Finding the expected maximum of independent and identically distributed (iid) exponentially distributed random variables is a standard calculation in an undergraduate course in probability theory.  This post goes through the details of that calculation.  (My next post will address the more difficult question of the expected maximum of iid geometric random variables.)

There are three properties of exponential random variables that we need.

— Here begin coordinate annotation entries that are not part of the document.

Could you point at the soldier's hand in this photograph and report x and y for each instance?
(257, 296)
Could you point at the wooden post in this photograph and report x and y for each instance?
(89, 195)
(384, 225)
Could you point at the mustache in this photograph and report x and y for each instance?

1. Exponentially distributed random variables are memoryless.  Formally, if X is exponentially distributed, then $P(X > t+s | X > s) = P(X > t)$.  Less formally, suppose that the lifetime of an electronic component is exponentially distributed.  The memoryless property says that the probability that the component will last at least t units longer, given that the component has lasted s units of time, is independent of the value of s.
2. The minimum of n exponentially distributed random variables with rate parameters $\lambda_1, \lambda_2, \ldots, \lambda_n$ is itself exponentially distributed with rate parameter $\sum_{i=1}^n \lambda_i$.  (For a proof, see the Wikipedia page on the exponential distribution.)
3. The exponential distribution is a continuous distribution.  (This is a very basic property of the exponential distribution.  However, the geometric distribution has the first two properties as well, yet its expected maximum is more complicated.)

Now, suppose we have n iid exponential($\lambda$) random variables, and let $T_i$ be the ith smallest of these.  Since $T_1$ is exponential($n \lambda)$, $E[T_1] = \frac{1}{n \lambda}$.

Since exponential random variables are continuous, the probability that any two of the n random variables have the same value is 0.  Thus the n-1 other random variables all have values larger than $T_1$.  However, the memoryless property says knowledge of $T_1$ essentially “resets” the values of the other random variables, so that the time between $T_1$ and $T_2$ is the same (distributionally) as the time until the first of n-1 iid exponential($\lambda$) random variables takes on a value.  Thus $E[T_2 - T_1] = \frac{1}{(n-1) \lambda}$.

Applying the same logic, we get that, for $1 \leq i \leq n-1$, $E[T_{i+1} - T_i] = \frac{1}{(n-i) \lambda}$.  Thus the expected value of the maximum of the n random variables is

$\displaystyle E[T_n] = E\left[T_1 + \sum_{i=1}^{n-1} (T_{i+1}-T_i) \right] = \sum_{i=0}^{n-1} \frac{1}{(n-i) \lambda} = \sum_{i=1}^n \frac{1}{i \lambda} = \frac{H_n}{\lambda},$

where $H_n$ is the nth harmonic number.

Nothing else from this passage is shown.